With the holiday season just around the corner, the Civil Service Commission (CSC) recently reminded all government officials and employees that they are prohibited by law from accepting or soliciting gifts from the public.
The ban is aimed at minimizing graft and corruption that may arise from their receipt of Christmas presents from persons or parties doing business with their office.
However, the Anti-Graft and Corrupt Practices Act states that prohibition does not apply to “unsolicited gifts or presents of small or insignificant value offered or given as a mere ordinary token of gratitude or friendship according to local customs or usage.”
Note the phrases “token of gratitude or friendship” and “according to local customs or usage.” They reflect, respectively, the premium that Filipinos give to friendship and favors given to them by others, and the strong influence of customs and traditions on our daily life.
In the latter case, it is a custom of long standing in our society that gift-giving is an integral part of the celebration of Christmas and the new year.
When the happiest season of the year nears, it is standard practice for most businesses to do a Santa Claus on the people in government offices that supervise or regulate their operation.
Since that annual ritual is considered critical to good governmental relations, its costs are included in the budget as part of allowable representation expenses.
The gift-giving process follows the social pecking order. The nature or price of the gift is directly proportional to the level of influence the recipient enjoys in the government hierarchy.
And in keeping with the norms of our status-conscious society, the name of the person that appears on the card should have the same level of authority or standing as the recipient.
Although aware of the CSC’s and other government offices’ “no gifts” policy, most businesses ignore it because it runs against the grain of Filipino Christmas tradition.
The exception from the gift-giving prohibition earlier mentioned is often cited as justification for giving gifts to government employees whose goodwill could be useful in the future.
Besides, has any government official or employee been prosecuted or convicted for violation of that policy?
The law does not define what constitutes “small or insignificant value.” Thus, its definition is left to whoever wants to interpret it, taking into consideration the gift’s utility value, the position of its recipient and the extent of the transactions of its giver, all of which are subjective in character.
It is hypocritical to assume that high government officials are averse to receiving gifts from third parties. Of course, they are happy to partake of that practice.

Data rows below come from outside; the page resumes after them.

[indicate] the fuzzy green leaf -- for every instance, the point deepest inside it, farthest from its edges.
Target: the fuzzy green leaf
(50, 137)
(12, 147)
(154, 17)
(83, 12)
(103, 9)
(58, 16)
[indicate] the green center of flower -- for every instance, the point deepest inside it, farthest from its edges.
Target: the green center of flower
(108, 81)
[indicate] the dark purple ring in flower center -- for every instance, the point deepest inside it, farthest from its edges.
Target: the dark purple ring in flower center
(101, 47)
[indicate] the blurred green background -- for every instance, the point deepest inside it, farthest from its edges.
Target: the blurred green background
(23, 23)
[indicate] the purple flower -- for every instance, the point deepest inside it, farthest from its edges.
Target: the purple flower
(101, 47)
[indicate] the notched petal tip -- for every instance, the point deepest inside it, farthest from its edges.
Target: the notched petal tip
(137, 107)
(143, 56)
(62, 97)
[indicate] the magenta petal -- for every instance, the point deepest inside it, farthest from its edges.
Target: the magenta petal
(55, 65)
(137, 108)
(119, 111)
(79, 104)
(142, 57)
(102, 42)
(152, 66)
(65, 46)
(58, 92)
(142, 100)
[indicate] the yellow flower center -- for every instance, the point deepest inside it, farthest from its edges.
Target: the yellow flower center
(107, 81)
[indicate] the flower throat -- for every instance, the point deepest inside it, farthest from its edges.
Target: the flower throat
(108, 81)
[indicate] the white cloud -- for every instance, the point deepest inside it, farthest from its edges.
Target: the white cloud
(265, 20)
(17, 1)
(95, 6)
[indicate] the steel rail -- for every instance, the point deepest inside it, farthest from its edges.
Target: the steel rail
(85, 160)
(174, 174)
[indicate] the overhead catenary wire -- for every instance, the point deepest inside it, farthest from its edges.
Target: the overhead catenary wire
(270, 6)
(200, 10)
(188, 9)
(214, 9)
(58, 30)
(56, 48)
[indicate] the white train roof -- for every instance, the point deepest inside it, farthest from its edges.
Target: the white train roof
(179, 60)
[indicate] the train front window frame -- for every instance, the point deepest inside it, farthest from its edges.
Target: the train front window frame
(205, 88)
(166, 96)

The holiday season would be incomplete or less enjoyable without them. Besides, they form part of the perks and privileges of their office and they would be the last persons in the world to cast them aside.
For government employees with lower salary grades, the gifts are most welcome as they add cheer to whatever holiday joy they can get from their meager salaries.
In the past, to show compliance with the “no gift-giving” policy, some government offices posted notices in their premises calling attention to the ban. They even had photos of the notices published in newspapers.
And when people were seen entering with gifts for some personnel, they were barred entry and admonished to comply with that policy. As expected, those actions did not sit well with the intended recipients, but the latter could only protest in silence.
Unfazed by that Scrooge-like posture, the gift givers simply brought the gift to the homes of their intended recipients or, with prior arrangements with the latter, quietly put them in their cars. Problem solved!
No doubt, graft and corruption are rife in many government offices. But thinking that malady can be minimized by banning government employees from accepting or soliciting Christmas gifts is simply fanciful.